It is understood that the human features in an image of a person may be affected by the pose of the person when the image of the person was taken. For example, for the same person, the human body characteristics of the image of the person captured when the person walks may be different from the human body characteristics of the image of the person captured when the person sits down. The postures of the personnel can be approximately considered to be randomly distributed in the time domain and are influenced by subjective consciousness of the personnel, so that the personnel images shot by the same personnel at a plurality of different moments are selected as the images of the personnel to be recognized, the influence of the postures of the personnel on the human body characteristics can be effectively reduced, the similarity between the human body characteristics of the calculated images of the personnel to be recognized and the human body characteristics of the images of the recognized personnel can be better reflected, and the confidence coefficient of the images of the personnel to be recognized and the confidence coefficient of the images of the recognized personnel belonging to the same personnel can be better reflected, namely the accuracy of the confidence coefficient score is improved.

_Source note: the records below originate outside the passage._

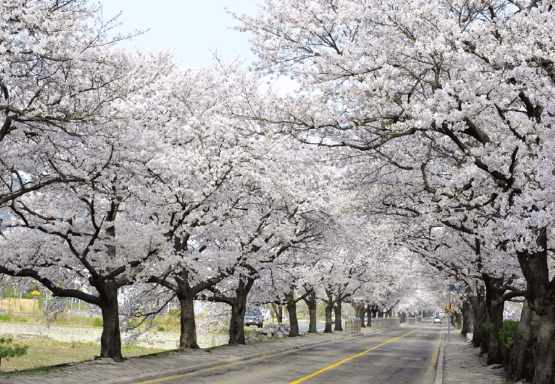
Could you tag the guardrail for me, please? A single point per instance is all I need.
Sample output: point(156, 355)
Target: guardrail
point(385, 323)
point(413, 320)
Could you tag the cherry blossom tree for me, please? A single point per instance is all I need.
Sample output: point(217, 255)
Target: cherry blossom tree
point(466, 86)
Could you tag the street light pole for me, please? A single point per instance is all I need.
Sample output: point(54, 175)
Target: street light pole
point(449, 316)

And S103, using the identified person with the highest confidence score in the plurality of identified persons as the person identification result of the image of the person to be identified.
It is considered that when there are a sufficient number of recognized persons included in the plurality of recognized persons, the person image to be recognized should be a person image of one of the plurality of recognized persons. Therefore, the recognized person with the highest confidence score among the plurality of recognized persons can be regarded as the person to which the image of the person to be recognized belongs, and therefore, the recognized person can be regarded as the person recognition result of the image of the person to be recognized. The identified person may be used as the result of the identification of the person to be identified, and the person identifier of the identified person may be determined as the person identifier corresponding to the person image.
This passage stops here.